The 100 per cent increase, which comes barely five years after another doubling in cost, suggests it may be time to have a national discussion over who uses pay phones, why they use them, and whether the rights of profit-seeking providers should trump those of some of the most vulnerable members of society. Which could also be the trigger to ask whether payphones represent an essential service for some.

The Public Interest Advocacy Centre and Canada Without Poverty filed a joint intervention with the CRTC last week, claiming the increases would be the nail in the coffin of pay phone use in Canada.

"PIAC/CWP  therefore contend that a 100-per-cent price increase in payphone rates and in particular in coin payphone rates will disproportionately affect lower income Canadians who are least able to afford sudden large increases in their expenses," they wrote in their statement.
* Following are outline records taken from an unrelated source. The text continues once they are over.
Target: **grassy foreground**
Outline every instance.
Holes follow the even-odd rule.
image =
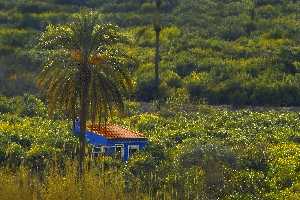
[[[69,123],[1,115],[0,199],[300,199],[298,112],[143,109],[115,121],[145,133],[147,150],[89,161],[82,181]]]

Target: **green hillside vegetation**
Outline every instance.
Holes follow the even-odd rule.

For their part, the two Bells say the business isn't viable at the current rates. Fair enough, as no business sticks around long if it can't make money. But the amount and timing of the increase suggests they no longer want to be in the business, anyway, as it's little more than a deliberate attempt to kill demand from a customer base differentially affected by even small increases in living costs.

Indeed, one can easily see these same providers returning to the CRTC in a few years to ask for additional increases to fund yet another round of maintenance for an ever-shrinking fleet of phones.

Carmi Levy is a London, Ont.-based independent technology analyst and journalist. The opinions expressed are his own.